Ramble On

Wednesday, May 4, 2016

Cabin Lore - the Hawksbill Cannery

I see these colorful can labels around the county from time to time.  There are a couple of them, on cans and in frames, at the Hawksbill Diner in Stanley, and this weekend I found these two examples in Gathering Grounds in Luray.

The Gathering Grounds piece has a few of the tokens and chits that were issued by the cannery, I guess to workers and others.  There was an auction last year for a token printed with 4 cents on it - these items date from the late 1800's into the early 1900's.

So that inspired me to do a little research to see what I could learn about it, and off to Google I went.

As with the building on Zerkel Street where we hope to operate the brewery soon, the first things that came up in my search were trade publications.  The cannery was listed as a hotels supply vendor in the one I found, dated 1922.

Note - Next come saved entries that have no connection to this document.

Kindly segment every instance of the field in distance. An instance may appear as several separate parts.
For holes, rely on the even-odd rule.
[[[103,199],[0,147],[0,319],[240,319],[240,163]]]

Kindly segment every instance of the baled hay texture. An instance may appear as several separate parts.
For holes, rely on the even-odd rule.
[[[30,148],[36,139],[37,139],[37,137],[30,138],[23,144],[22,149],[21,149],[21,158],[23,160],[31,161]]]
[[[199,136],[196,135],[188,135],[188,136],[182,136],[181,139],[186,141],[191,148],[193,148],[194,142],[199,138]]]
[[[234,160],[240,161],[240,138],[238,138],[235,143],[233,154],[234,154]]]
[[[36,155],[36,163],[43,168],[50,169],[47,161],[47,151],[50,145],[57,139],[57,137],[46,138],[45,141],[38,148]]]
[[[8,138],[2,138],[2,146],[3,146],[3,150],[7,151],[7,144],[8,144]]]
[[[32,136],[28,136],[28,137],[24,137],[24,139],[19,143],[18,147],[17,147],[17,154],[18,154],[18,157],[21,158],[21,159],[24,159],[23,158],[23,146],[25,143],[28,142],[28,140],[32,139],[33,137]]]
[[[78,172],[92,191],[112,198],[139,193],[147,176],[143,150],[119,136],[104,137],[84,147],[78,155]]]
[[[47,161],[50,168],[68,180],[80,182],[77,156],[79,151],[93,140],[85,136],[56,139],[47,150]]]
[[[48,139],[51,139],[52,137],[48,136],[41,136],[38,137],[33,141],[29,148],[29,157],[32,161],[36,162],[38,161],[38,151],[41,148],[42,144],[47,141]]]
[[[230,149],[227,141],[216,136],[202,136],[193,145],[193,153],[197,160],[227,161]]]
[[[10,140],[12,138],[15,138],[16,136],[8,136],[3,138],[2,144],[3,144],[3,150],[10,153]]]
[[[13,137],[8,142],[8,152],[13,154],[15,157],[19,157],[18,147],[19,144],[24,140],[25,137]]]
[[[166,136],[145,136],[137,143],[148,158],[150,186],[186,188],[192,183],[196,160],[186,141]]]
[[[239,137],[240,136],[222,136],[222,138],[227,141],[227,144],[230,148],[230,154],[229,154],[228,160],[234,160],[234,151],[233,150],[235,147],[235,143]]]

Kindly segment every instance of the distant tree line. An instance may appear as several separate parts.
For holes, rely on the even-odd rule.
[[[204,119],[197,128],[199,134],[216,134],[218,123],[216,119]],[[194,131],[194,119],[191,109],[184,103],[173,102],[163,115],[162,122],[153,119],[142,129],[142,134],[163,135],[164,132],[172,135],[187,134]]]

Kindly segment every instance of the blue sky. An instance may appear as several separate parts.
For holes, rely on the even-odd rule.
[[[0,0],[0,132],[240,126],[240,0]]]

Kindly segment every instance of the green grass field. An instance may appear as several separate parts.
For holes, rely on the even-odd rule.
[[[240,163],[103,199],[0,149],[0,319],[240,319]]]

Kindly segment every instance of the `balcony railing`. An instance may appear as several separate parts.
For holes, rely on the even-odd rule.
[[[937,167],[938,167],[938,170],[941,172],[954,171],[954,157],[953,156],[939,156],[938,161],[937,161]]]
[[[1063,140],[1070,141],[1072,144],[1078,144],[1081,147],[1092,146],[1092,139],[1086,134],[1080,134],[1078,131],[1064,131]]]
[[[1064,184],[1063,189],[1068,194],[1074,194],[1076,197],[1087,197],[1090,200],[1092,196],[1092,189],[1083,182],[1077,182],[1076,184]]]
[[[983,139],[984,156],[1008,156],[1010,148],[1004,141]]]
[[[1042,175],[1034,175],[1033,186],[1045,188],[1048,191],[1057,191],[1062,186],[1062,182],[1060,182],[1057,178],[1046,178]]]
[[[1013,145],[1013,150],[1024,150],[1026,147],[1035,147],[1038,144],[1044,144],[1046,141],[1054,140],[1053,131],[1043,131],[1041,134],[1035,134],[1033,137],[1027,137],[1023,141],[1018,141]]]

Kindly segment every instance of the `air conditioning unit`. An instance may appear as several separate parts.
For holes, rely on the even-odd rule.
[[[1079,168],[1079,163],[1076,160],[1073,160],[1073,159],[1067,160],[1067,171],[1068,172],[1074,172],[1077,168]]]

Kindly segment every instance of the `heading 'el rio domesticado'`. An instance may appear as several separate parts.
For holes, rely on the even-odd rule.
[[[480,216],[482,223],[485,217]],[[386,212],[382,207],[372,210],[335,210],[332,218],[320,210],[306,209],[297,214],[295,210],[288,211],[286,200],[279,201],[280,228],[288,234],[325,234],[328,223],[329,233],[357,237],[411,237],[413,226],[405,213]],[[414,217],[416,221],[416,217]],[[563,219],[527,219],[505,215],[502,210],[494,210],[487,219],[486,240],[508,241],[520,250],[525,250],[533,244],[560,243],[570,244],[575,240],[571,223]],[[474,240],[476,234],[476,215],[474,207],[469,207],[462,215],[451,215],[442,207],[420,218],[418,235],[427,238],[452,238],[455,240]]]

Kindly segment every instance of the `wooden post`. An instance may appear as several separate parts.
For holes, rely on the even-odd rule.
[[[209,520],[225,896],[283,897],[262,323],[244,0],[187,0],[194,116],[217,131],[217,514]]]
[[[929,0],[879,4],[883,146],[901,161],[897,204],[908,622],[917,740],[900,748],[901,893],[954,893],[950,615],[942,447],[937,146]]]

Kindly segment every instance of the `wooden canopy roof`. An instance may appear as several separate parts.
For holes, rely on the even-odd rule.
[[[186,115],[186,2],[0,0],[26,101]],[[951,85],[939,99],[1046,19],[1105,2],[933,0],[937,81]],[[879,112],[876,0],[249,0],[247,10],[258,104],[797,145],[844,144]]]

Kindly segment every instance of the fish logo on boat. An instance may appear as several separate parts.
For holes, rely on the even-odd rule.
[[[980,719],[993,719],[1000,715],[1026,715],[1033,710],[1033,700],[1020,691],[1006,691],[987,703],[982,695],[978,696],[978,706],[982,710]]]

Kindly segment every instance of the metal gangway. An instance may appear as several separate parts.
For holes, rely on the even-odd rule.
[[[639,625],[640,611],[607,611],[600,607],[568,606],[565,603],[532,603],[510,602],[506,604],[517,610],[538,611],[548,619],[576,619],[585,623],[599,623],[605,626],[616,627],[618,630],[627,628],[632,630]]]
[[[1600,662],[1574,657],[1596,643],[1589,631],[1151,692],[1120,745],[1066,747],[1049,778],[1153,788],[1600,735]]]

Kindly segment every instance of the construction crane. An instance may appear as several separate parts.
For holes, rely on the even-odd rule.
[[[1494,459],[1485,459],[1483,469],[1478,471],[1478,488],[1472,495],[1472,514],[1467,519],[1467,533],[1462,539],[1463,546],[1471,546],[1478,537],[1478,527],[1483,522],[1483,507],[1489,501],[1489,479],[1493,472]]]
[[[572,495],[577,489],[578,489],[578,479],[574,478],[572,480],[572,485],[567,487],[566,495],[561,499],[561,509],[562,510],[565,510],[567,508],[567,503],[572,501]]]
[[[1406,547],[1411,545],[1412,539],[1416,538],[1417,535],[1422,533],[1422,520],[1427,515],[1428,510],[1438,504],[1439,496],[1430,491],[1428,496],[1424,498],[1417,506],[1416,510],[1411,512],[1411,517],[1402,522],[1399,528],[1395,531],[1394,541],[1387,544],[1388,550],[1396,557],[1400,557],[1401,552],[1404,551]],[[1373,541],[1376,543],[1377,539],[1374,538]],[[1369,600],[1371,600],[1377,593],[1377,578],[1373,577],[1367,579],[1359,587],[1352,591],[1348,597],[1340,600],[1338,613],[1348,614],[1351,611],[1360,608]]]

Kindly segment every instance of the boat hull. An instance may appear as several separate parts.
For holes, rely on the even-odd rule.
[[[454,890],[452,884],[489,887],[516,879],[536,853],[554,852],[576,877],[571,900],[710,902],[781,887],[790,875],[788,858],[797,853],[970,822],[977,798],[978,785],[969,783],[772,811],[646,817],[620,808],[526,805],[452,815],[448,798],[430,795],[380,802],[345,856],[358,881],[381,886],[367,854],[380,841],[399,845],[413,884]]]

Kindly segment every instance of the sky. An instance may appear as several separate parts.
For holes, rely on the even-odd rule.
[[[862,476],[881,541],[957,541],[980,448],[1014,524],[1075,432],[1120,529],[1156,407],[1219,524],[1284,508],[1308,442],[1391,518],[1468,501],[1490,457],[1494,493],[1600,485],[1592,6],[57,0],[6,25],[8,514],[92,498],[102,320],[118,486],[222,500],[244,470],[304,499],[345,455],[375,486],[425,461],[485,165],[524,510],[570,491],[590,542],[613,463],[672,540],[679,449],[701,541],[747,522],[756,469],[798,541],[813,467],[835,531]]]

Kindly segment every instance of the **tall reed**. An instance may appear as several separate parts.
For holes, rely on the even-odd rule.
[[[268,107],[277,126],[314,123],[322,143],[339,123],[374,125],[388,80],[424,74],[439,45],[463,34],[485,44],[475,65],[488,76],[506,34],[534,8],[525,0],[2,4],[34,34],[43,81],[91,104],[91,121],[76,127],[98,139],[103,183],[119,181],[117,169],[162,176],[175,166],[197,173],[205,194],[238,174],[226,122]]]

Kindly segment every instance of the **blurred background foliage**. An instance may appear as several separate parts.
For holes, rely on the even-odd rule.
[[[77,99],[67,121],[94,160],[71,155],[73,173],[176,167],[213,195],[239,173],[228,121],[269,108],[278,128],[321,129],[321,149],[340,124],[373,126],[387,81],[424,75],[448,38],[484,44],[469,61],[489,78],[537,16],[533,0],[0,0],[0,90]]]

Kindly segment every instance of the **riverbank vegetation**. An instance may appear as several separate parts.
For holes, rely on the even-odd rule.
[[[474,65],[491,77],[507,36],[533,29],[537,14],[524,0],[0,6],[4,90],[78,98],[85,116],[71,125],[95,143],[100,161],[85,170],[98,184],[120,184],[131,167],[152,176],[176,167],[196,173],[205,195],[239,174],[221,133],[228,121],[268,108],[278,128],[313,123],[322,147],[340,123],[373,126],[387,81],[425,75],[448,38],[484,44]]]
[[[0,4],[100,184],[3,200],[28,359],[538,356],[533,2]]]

There are a couple of photos in the "Luray and Page County Revisited" book by Dan Vaughn.  The author has included a photograph of the cannery under construction in 1906, located on North Hawksbill Street in Luray.  It was called Luray Canning Company at that time.  The business was renamed Hawksbill Cannery after I.N.Dovel bought it in 1914.

A subsequent photo shows well drilling for a proposed but failed expansion in Stanley.  Apparently there was a fire in 1950, but it was rebuilt by Dovel's son and by 1954 was one of the leading canners of watercress - that's one of the labels that they have at the Hawksbill Diner.

In any case, I have always like the color and graphical style of these labels.  I'm on the lookout for some.  And we're going to use them for inspiration in the brewery logo - we'll have to see what the designer comes up with on that one!